Bir Heykeltıraşın Sırrı
Hiç bir nehirdeki bir çakıl taşının nasıl bu kadar pürüzsüz ve yuvarlak hale geldiğini merak ettiniz mi. Ya da rüzgarlı bir günde kumların bir yerden başka bir yere nasıl uçuştuğunu gördünüz mü. İşte bu benim işim. Ben sessiz bir sanatçıyım, sabırlı bir heykeltıraşım. Dünyayı şekillendirmek için acele etmem. Fısıltım, bir çiftçinin tarlasından ince bir toprak tabakasını kaldırabilir. Gözyaşlarım, bir dere yatağında damla damla birikerek en sert kayaları bile yavaşça aşındırabilir. Yüzyıllar boyunca çalışırım, dağları yuvarlatır, vadileri derinleştirir ve kıyı şeritlerini yeniden çizerim. İnsanlar beni her zaman fark etmez çünkü çok yavaş çalışırım. Ama ben her zaman oradayım, sürekli hareket halindeyim, dünyayı parça parça, tane tane değiştiriyorum. Ben doğanın nefesiyim, suyun dokunuşuyum. Ben Erozyonum.
İnsanlar gücüme tanık olmaya başladıklarında, önce benden biraz korktular. Binlerce yıl önce Peru ve Çin'deki eski çiftçileri düşünün. Hayatlarını sürdürmek için ektikleri değerli toprağı yamaçlardan aşağı taşıdığımı gördüler. Her yağmur yağdığında, emeklerinin bir kısmının sularla birlikte akıp gittiğini izlediler. Bana karşı savaşabilirlerdi ama onlar daha zekice bir şey yaptılar. Benimle çalışmayı öğrendiler. Tepelere basamaklar gibi görünen düz alanlar inşa ettiler. Bunlara taraça deniyordu. Bu akıllıca fikir, suyun hızını yavaşlattı ve toprağın yerinde kalmasına yardımcı oldu. Su yamaçtan aşağı hızla akmak yerine, her bir basamakta sakince durakladı ve toprağa sızdı. Bu, benim gücüme karşı gelmek yerine onu nasıl yönlendireceklerini anladıkları ilk anlardan biriydi. Benimle uyum içinde yaşamanın bir yolunu bulmuşlardı ve bu sayede nesiller boyu topraklarını besleyebildiler.

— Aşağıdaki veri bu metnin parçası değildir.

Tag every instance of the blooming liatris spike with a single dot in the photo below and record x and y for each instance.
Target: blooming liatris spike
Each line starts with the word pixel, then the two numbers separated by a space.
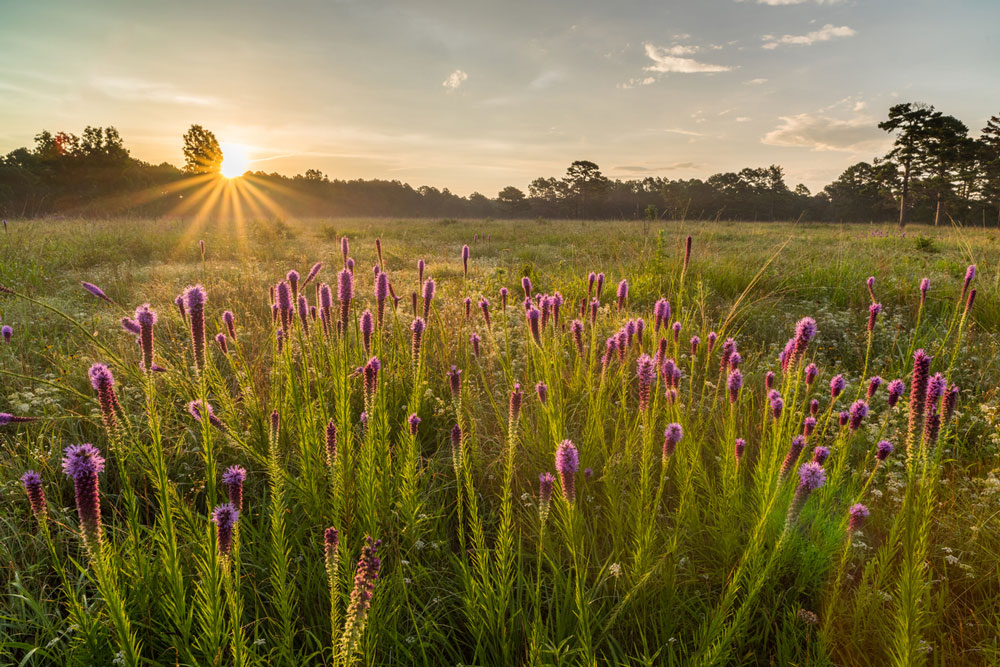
pixel 858 513
pixel 455 381
pixel 873 311
pixel 811 477
pixel 194 299
pixel 198 412
pixel 96 291
pixel 82 463
pixel 361 599
pixel 103 383
pixel 671 436
pixel 225 517
pixel 367 326
pixel 567 463
pixel 883 449
pixel 794 451
pixel 233 480
pixel 837 385
pixel 146 317
pixel 429 288
pixel 32 483
pixel 858 411
pixel 895 392
pixel 546 484
pixel 734 384
pixel 622 293
pixel 417 328
pixel 345 292
pixel 646 372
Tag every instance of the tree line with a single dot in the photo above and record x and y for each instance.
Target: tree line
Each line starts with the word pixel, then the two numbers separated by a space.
pixel 935 172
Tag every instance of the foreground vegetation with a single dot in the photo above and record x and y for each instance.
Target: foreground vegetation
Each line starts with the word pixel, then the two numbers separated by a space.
pixel 692 516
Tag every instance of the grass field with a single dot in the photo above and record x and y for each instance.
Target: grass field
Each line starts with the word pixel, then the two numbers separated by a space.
pixel 660 555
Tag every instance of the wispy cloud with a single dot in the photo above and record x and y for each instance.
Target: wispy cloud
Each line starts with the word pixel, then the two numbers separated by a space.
pixel 824 34
pixel 666 60
pixel 455 79
pixel 137 90
pixel 820 132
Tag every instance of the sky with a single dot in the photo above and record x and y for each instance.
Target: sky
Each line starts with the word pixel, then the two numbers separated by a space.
pixel 475 95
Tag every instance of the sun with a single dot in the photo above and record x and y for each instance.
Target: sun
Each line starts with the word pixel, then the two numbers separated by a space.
pixel 234 160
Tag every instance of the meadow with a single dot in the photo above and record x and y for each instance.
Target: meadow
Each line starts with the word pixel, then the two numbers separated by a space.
pixel 591 478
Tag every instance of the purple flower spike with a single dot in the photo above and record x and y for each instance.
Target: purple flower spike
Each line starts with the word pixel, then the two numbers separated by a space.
pixel 233 480
pixel 671 436
pixel 225 517
pixel 734 384
pixel 96 291
pixel 567 464
pixel 194 299
pixel 873 311
pixel 83 463
pixel 883 449
pixel 32 482
pixel 858 514
pixel 455 381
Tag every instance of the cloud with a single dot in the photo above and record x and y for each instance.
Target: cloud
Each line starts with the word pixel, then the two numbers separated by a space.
pixel 455 79
pixel 664 61
pixel 824 133
pixel 136 90
pixel 824 34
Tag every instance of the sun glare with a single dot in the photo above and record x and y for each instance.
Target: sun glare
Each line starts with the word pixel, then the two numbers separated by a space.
pixel 234 160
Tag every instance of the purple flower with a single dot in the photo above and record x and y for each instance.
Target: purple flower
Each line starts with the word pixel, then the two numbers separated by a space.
pixel 873 311
pixel 233 480
pixel 671 436
pixel 883 449
pixel 798 442
pixel 82 464
pixel 146 317
pixel 858 513
pixel 734 384
pixel 837 385
pixel 194 299
pixel 96 291
pixel 225 517
pixel 455 381
pixel 429 287
pixel 567 463
pixel 646 371
pixel 32 482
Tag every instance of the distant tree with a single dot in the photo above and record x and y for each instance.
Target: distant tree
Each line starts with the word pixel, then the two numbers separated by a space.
pixel 911 122
pixel 202 153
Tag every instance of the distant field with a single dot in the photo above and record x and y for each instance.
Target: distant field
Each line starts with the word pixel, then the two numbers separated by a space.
pixel 680 559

Yüzyıllar geçtikçe, insanlar beni daha iyi anlamaya başladı. 1700'lerde James Hutton adında İskoçyalı bir jeolog, dağların yavaş yavaş aşındığını ve nehirlerin bu parçacıkları denize taşıdığını fark etti. Bu yavaş süreci izleyerek, Dünya'nın insanların hayal ettiğinden çok daha yaşlı olması gerektiği sonucuna vardı. Bu büyük bir keşifti. Ancak insanlar bazen derslerini unuturlar. 1930'larda Amerika'da, çiftçiler toprağı koruyan çayırları sürdüler ve bu beni çok kızdırdı. Kuraklık vurduğunda, kuru ve korumasız toprağı alıp gökyüzüne savurdum. Devasa, karanlık toz bulutları güneşi engelledi ve her şeyi kapladı. Bu zamana “Toz Çanağı” deniyordu ve bu zor bir dersti. Sonra Hugh Hammond Bennett adında bir adam sahneye çıktı. Çiftçilere toprağı korumanın yollarını öğretti. Ağaç sıraları dikmek, ekinleri farklı şekillerde ekmek gibi yöntemlerle benim rüzgarla olan yıkıcı dansımı yavaşlattılar. Onun çabaları o kadar önemliydi ki, 27 Nisan 1935'te, toprağı korumaya adanmış Toprak Koruma Servisi'nin kurulmasına yardımcı oldu.
Ben sadece alıp götüren bir güç değilim. Aynı zamanda inanılmaz güzellikte şeyler de yaratırım. Amerika'daki Büyük Kanyon'u hiç gördünüz mü. Milyonlarca yıl boyunca Colorado Nehri'nin kayaları yavaşça oymasıyla onu ben şekillendirdim. Ulusal parklardaki o muhteşem doğal kemerleri ve kuleleri de ben yarattım. Bugün insanlar beni anladıkları için harika şeyler yapıyorlar. Kıyı şeritlerini benim gücümden korumak için duvarlar inşa ediyorlar, toprağı yerinde tutan ürünler ekiyorlar ve benim zarar verdiğim yerlerde doğayı onarmaya yardımcı oluyorlar. Ben sürekli bir değişim gücüyüm. Bazen yıkıcı olabilirim ama aynı zamanda bir yaratıcıyım. Beni anlayarak, yarattığım güzellikleri takdir edebilir ve hepimizin evi olan bu harika gezegene daha iyi bakabilirsiniz.